Se ne è andato questa mattina a Oviedo lo scrittore cileno Luis Sepùlveda, tra le tante persone vicine, lontane, tra le cose, i pezzi di vita, che il Coronavirus ci ha portato via così all’improvviso senza che nessuno potesse sentirsi davvero preparato.
Per Napoli il lutto è doppio, ma non vale forse mai la pena di quantificarlo il dolore ricorrendo a categorie strettamente matematiche, meglio dire più profondo.
Alla perdita si aggiunge il rammarico di un appuntamento mancato della nostra città con lo scrittore. Luis Sepùlveda doveva essere, l’annuncio era stato dato circa due mesi fa, l’ospite d’eccezione di Napoli Città Libro 2020, se il Covid 19 non avesse cambiato di colpo l’agenda delle nostre vite, costringendoci a una rimodulazione di gerarchie e abitudini .
Anche quello che si preannunciava come il più grande evento librario del Sud è stato cancellato e poi rinviato a ottobre. Ma a ottobre il nostro amico, lo scrittore esule, il guerrigliero dal sorriso sornione, gentile e aggraziato come le sue storie, non ci sarà.
Non sempre la vita ci offre una seconda occasione, questo ormai dovremmo averlo imparato.
Da questa mattina scorre nel flusso di notizie il corteo rumoroso delle voci di quanti hanno di lui e delle sue storie un ricordo tangibile e presente.
Scorre sul web l’immagine di chi è stato per tanti l’amico, l’attivista, il militante, non solo lo scrittore, lo sceneggiatore, il poeta. Ognuno aggiunge un nome all’impressione vivida e bonaria che ha di lui, ognuno conserva un affetto verace. Perché Luis era così: affettuoso presente ma anche serio e profondo.
Come si vive in esilio lo raccontò nel 2015, per accenni, con riferimenti puntuali mai rancorosi, alle circa trecento persone riunite per lui nella Sala Verde del Salone del libro di Torino.
Così raccontò pure di come un giorno, in una tavola calda con i suoi figli, si trovò ad aprire uno dei libri assegnati loro dalla maestra. I bambini si annoiavano e lui voleva capire come fosse possibile che il mondo delle storie potesse apparire così respingente alla loro fantasia. Dopo poche righe, lette a fatica, sbottò: ”Ma questo non è un libro per bambini, questo è un libro per cretini”. Decise così di scrivere lui una storia per i suoi figli.

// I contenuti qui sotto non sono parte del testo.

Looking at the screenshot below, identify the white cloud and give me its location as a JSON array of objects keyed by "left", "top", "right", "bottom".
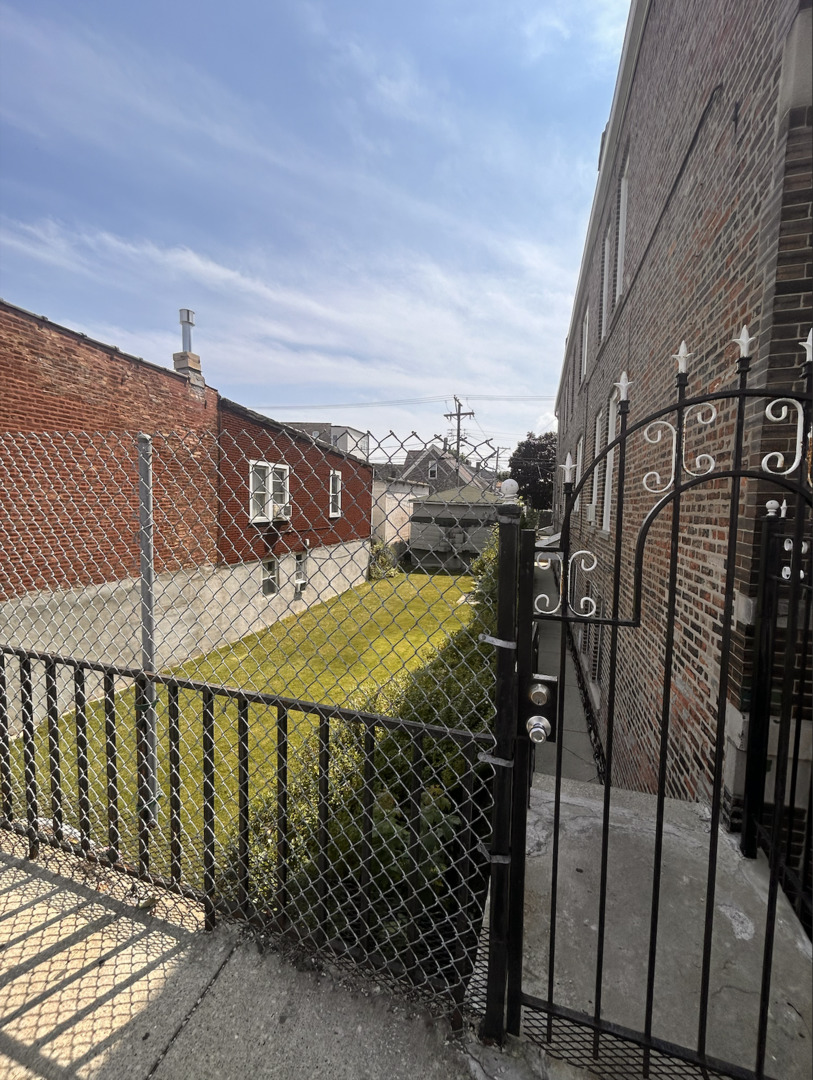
[{"left": 0, "top": 221, "right": 570, "bottom": 437}]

Fu questo il suo esordio nella letteratura per l’infanzia. Un terreno impervio, come spiegò col suo tono pacato e accattivante, perché l’errore più frequente, quando si racconta una storia ai bambini, è ricorrere alla semplificazione, credendoli incapaci di comprendere le questioni più complesse che loro, più degli adulti, sanno intendere, sintonizzandosi in modo quasi naturale e istintivo su temi universali.
Un grosso applauso e qualche risata. Perché lui era un vero cantastorie anche quando raccontava aneddoti e pezzi della sua vita.
Sgusciò via, eludendo la sicurezza, per essere libero di autografare i suoi libri per i lettori che lo attendevano sulle scale del Lingotto Fiera sotto il sole cocente di maggio. Né l’asfalto rovente e il riverbero del sole sulle porte d’accesso poterono scoraggiarlo, né il fastidio degli organizzatori impegnati a disciplinare ingressi e uscite delle migliaia di visitatori, né la stanchezza. In piedi, col suo panama e una maglietta di cotone bianca sotto una giacca color canapa, continuò a sorridere e a firmare copie, concedendo a ciascuno, in quella fila ordinata, qualche secondo per un scambio veloce di umanità affettuosa.
Da quell’incontro non portammo via solo un libro, ma una confidenza nuova e la sua amicizia.
Ho cercato quel libro “Tutti i racconti”, mi è venuto incontro senza troppa fatica, la copertina rossa, la tua mano sul foglio “A Vincenza” la parola successiva è poco chiara, scrivi forse “cordialmente” e la tua firma.
Parlammo brevemente della storia di quel gabbiano intrappolato dal petrolio e della gabbianella, sua figlia, allevata dai gatti che impara a volare grazie a un poeta. Ti chiederei adesso di insegnarci a librarci verso quello stesso cielo.